When I first saw Georgetown’s draw for the NCAA Tournament, I thought to myself that the Hoyas could beat any team in their path. Then I had that second thought, and it was the same one that seemingly every pundit had this week—there’s a serious chance that they will lose to Belmont.

Selection Sunday is a special time for irrationality and speculation, but even now, a few days later, I feel mostly the same way. And really, I believed the same thing last week, when the Hoyas were knocked out of the Big East Tournament by Cincinnati, and even two months ago, when they first lost to the Bearcats. The Hoyas are good enough to beat any team in the country, but they’re capable of losing to pretty much everyone.

Saying that would count as damning the Hoyas with faint praise, except since it basically makes them a fringe Final Four contender this season. Besides Kentucky (and maybe Syracuse, before news of center Fab Melo’s ineligibility broke), every top team has plenty of losses next to its name, and many have one or two to non-tournament teams. No one is invulnerable, meaning that the volatility of the tournament’s single-elimination format should victimize even more teams this year—and perhaps benefit a hot (or lucky) team even more.

This kind of parity has been increasingly common for a long time now, with the ubiquity of early-entry to the NBA leaving less talent to go around. Lottery-pick talent still carries teams to the top of the polls (Kentucky, North Carolina), but the inexperience of their future All-Stars allows veteran teams with a slightly lower tier of talent (Missouri, Syracuse) to be just as competitive. Then there are teams like Georgetown and Marquette, without a sure-fire first-rounder on their roster and just three upperclassmen apiece, that defy both conventions yet nonetheless spend time in the top 10. Very few of the best teams can dominate based on ability alone, which means results more often than not come down to execution. And for one game, a mid-major can certainly out-execute a top team.

Which brings us back to Belmont. The overwrought echo chamber that is the professional bracketology circuit has used this same logic to make the Bears a favorite upset pick. Some of the talk is justified—Belmont’s sharpshooting is a classic Cinderella trait—but the piling on has become excessive (check out Casual Hoya for an exhaustive rundown of the media’s Belmont picks). If the Bears can knock down their threes on Friday and keep the game at the same pace that allowed them to score the fourth-most points in the country, I have no doubt they can beat the Hoyas. What I doubt, however, is that it will be easy for Belmont to execute that game plan.

Georgetown is a flawed team. The pundits don’t have that wrong. The Hoyas turn the ball over, Hollis Thompson and Jason Clark disappear at inopportune times, and they can’t hit their free throws. These aren’t always problems, but inconsistency has been at the root of most of Georgetown’s losses this season. However, these are far from the only qualities that define Georgetown. The Hoyas have been one of the best defensive teams in the country, and despite a blip against Marquette or an impressive performance by Cincinnati’s Yancy Gates, they still are. In one aspect, they are the best defense in college basketball—Georgetown has the nation’s best three-point field goal defense, allowing opponents to shoot just 27 percent from beyond the arc.
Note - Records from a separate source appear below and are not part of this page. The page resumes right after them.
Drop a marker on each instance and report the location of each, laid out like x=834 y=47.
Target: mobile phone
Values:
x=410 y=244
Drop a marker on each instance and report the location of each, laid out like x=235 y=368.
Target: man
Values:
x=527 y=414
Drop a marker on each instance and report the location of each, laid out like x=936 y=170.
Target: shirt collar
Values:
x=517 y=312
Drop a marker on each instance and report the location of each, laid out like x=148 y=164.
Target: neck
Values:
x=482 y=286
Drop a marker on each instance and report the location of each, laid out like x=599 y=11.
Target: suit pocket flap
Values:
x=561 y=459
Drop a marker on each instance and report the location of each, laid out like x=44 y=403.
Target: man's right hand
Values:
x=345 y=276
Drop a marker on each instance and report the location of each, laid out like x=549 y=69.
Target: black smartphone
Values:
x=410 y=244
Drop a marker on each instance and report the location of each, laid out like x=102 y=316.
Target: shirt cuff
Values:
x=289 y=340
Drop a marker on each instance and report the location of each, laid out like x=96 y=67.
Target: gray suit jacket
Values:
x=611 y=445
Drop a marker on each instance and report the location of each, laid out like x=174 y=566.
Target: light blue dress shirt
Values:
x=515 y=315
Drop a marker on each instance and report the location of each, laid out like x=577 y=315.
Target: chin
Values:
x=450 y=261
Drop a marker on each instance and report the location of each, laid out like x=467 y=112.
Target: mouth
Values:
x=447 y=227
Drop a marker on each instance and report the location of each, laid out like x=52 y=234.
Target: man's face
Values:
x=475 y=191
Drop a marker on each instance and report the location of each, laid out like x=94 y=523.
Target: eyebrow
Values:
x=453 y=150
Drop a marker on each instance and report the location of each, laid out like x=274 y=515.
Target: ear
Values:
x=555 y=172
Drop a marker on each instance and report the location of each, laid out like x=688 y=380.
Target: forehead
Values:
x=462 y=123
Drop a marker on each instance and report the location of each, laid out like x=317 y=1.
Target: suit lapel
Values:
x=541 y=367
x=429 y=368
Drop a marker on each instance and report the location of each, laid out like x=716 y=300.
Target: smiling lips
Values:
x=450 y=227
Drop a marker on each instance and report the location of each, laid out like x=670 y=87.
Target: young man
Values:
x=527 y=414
Conveniently, Belmont likes to shoot the three. They’ve been pretty good at it too, hitting 37.8 percent from long-range. Of course, that’s mostly come against the weak competition of the Atlantic Sun conference, not the lengthy Georgetown defense. In fact, against Duke and Memphis, the only two major-level talents the Bears faced, they could only manage about 31 percent from downtown.

If there’s anything Georgetown fans have learned over the past few years, it’s that bracket prognosticating is a fool’s errand. You can look at the numbers, you can look at which team is hot or has more experience, but neither statistics nor heuristics can answer the question of who is going to win this Friday, let alone who’s going to be cutting the nets down in three weeks. It’s frustrating to us as spectators, because we’ve spent five months watching games and still can’t answer that simple question.

After Ohio and VCU, I’m well aware that Belmont could win. They could, but they shouldn’t, because Georgetown is very good at stopping teams from doing the things Belmont is good at. It’s not as reassuring as predicting a win, but at least I can take solace in that.